For the sake of completeness, let's demonstrate what joining looks like with dfply. Like dplyr (which the module is based off of), dfply uses SQl syntax to keep track of the type of merge we are performing.

In [83]:
# Same fake data construct as the prior lecture

data_A = pd.DataFrame(dict(country = ["Nigeria","England","Botswana"],
                           var1 = [4,3,6]))
data_B = pd.DataFrame(dict(country = ["Nigeria","United States","Botswana"],
                           var2 = ["low","high","medium"]))
display(data_A)
display(data_B)
country var1
0 Nigeria 4
1 England 3
2 Botswana 6
country var2
0 Nigeria low
1 United States high
2 Botswana medium
In [84]:
# Left Join
data_A >> left_join(data_B, by='country')
Out[84]:
country var1 var2
0 Nigeria 4 low
1 England 3 NaN
2 Botswana 6 medium
In [85]:
# right Join
data_A >> right_join(data_B, by='country')
Out[85]:
country var1 var2
0 Nigeria 4.0 low
1 Botswana 6.0 medium
2 United States NaN high
In [86]:
# Inner Join
data_A >> inner_join(data_B, by='country')
Out[86]:
country var1 var2
0 Nigeria 4 low
1 Botswana 6 medium
In [87]:
# Full Join
data_A >> full_join(data_B, by='country')
Out[87]:
country var1 var2
0 Nigeria 4.0 low
1 England 3.0 NaN
2 Botswana 6.0 medium
3 United States NaN high
In [88]:
# Or Outer Join (same as Full Join)
data_A >> outer_join(data_B, by='country')
Out[88]:
country var1 var2
0 Nigeria 4.0 low
1 England 3.0 NaN
2 Botswana 6.0 medium
3 United States NaN high
In [89]:
# Anti Join
data_A >> anti_join(data_B, by='country')
Out[89]:
country var1
1 England 3
In [90]:
# Bind Rows
data_A >> bind_rows(data_B)
/Library/Frameworks/Python.framework/Versions/3.7/lib/python3.7/site-packages/dfply/join.py:279: FutureWarning: Sorting because non-concatenation axis is not aligned. A future version
of pandas will change to not sort by default.
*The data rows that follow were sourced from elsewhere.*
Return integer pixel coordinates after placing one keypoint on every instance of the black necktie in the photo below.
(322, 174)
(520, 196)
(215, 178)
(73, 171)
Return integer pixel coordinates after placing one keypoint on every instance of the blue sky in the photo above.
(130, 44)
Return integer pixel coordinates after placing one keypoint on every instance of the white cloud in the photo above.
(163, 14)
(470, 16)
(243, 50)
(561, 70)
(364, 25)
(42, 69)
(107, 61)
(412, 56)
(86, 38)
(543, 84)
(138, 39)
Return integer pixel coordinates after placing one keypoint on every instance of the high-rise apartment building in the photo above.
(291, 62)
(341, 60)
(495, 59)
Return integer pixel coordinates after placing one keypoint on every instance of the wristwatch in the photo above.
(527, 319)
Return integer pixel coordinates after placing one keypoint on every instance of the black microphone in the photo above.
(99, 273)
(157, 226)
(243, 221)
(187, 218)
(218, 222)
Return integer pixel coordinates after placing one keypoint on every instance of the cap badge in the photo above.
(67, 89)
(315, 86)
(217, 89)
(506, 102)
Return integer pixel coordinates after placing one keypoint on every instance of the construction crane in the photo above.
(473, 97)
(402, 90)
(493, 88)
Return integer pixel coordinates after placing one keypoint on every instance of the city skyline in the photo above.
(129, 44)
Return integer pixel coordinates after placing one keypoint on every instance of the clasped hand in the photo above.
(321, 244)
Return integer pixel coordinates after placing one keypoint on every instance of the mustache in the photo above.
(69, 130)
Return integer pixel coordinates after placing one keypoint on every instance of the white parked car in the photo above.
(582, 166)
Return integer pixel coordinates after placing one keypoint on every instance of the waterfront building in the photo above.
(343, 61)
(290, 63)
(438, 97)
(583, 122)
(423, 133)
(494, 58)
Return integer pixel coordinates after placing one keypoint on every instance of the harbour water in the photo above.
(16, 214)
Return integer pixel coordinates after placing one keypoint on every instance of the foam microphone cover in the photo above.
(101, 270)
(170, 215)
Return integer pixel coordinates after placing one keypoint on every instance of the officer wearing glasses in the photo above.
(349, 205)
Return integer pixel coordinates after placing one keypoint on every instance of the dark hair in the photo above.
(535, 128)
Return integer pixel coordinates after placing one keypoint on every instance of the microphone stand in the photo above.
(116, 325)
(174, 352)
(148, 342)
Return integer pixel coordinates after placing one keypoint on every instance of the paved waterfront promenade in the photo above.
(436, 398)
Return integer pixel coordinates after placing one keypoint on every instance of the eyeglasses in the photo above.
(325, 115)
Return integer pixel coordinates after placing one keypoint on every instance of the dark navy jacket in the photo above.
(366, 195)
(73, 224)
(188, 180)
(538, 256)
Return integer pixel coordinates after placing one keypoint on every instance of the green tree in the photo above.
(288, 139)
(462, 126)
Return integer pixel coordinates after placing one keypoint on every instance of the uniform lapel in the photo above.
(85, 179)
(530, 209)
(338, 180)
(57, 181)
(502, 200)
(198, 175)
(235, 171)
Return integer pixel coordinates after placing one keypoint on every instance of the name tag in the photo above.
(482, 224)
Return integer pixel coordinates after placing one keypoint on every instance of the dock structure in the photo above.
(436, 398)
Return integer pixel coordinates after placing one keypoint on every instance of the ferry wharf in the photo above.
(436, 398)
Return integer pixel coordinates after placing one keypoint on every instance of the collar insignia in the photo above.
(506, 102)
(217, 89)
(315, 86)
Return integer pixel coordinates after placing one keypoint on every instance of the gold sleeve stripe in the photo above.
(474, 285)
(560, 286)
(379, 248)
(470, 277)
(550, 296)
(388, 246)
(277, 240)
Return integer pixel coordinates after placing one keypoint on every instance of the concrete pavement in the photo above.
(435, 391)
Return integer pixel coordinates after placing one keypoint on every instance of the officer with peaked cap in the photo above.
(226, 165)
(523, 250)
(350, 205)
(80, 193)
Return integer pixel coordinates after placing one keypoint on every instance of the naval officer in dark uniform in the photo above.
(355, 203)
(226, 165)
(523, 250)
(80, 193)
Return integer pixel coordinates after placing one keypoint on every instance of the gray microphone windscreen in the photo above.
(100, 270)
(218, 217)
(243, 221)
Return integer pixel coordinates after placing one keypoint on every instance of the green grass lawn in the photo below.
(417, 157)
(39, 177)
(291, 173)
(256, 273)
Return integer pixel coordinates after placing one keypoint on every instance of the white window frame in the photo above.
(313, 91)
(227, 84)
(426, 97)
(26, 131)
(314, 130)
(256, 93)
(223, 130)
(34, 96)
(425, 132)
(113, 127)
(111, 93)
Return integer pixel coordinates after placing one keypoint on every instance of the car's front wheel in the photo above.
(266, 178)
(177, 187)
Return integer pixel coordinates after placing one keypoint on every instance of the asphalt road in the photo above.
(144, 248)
To accept the future behavior, pass 'sort=False'.

To retain the current behavior and silence the warning, pass 'sort=True'.

  df = pd.concat([df, other], join=join, ignore_index=ignore_index, axis=0)
Out[90]:
country var1 var2
0 Nigeria 4.0 NaN
1 England 3.0 NaN
2 Botswana 6.0 NaN
0 Nigeria NaN low
1 United States NaN high
2 Botswana NaN medium
In [91]:
# Bind columns
data_A >> bind_cols(data_B)
Out[91]:
country var1 country var2
0 Nigeria 4 Nigeria low
1 England 3 United States high
2 Botswana 6 Botswana medium